An elimination equation please

[val1]

Please can you help me with this one?
\(\displaystyle \L {\rm Eliminate }\theta {\rm from }x = \cos 2\theta - 1{\rm }y = \cos ^2 \theta\)



\(\displaystyle \L x = \cos 2\theta - 1...................(1)\)

\(\displaystyle \L y = \cos ^2 \theta .........................(2)\)

substitute
$\displaystyle \cos 2\theta = 1 - 2\sin ^2 \theta$
into (1)

\(\displaystyle \L x = 1 - 2\sin ^2 \theta - 1.............(3)\)


\(\displaystyle \L - \frac{x}{2} = \sin ^2 \theta ....................(4)\)

(2) + (4)

\(\displaystyle \L y - \frac{x}{2} = 1\)


\(\displaystyle \L 2y - x = 2\)

\(\displaystyle \L y = \frac{{2 + x}}{2}\)

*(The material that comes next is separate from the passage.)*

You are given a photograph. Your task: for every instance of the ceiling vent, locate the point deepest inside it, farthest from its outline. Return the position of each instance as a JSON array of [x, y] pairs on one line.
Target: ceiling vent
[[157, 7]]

The given answer uses a different substitution and has a different answer so I would be grateful to know where I've gone wrong.

Thank you

 

[pka]

What is the intended answer?

It seems to me that you are correct.

 

[soroban]

Hello, val1!

Eliminate $\displaystyle \theta$ from: $\displaystyle \,\begin{array}{cc}x\:=\:\cos2\theta\,-\,1 \\ y\:=\:\cos^2\theta\end{array}$

$\displaystyle y = \frac{{2 + x}}{2}$

The given answer uses a different substitution and has a different answer.

That "different answer" isn't one of these, is it?
$\displaystyle \;\;y\;=\;\frac{1}{2}x\,+\,1\;\;\;\;\;x\:=\:2y\,-\,2\;\;\;\;\;x\,-\,2y\,+\,2\;=\;0$


A different substitution can be used, but the answer should be the same.


We have: $\displaystyle \,x\:=\:\cos2\theta\,-\,1\;\;\Rightarrow\;\;\cos2\theta\:=\:x\,+\,1\;$ [1]

And: $\displaystyle \,y\:=\:\cos^2\theta \:=\;\frac{1\,+\,\cos2\theta}{2}\;\;\Rightarrow \;\;\cos2\theta \:=\:2y\,-\,1\;$ [2]

Equate [1] and [2]: $\displaystyle x\,+\,1\:=\:2y\,-\,1\;\;\Rightarrow\;\;y\:=\;\frac{x\,+\,2}{2}$

 

[val1]

Thank you very much for your replies.

I now realise the answer given in class - "x=y" - was wrong.
There was a slip in the algebra near the end of the solution. But I was too confused to notice it until you reassured me that my answer was correct.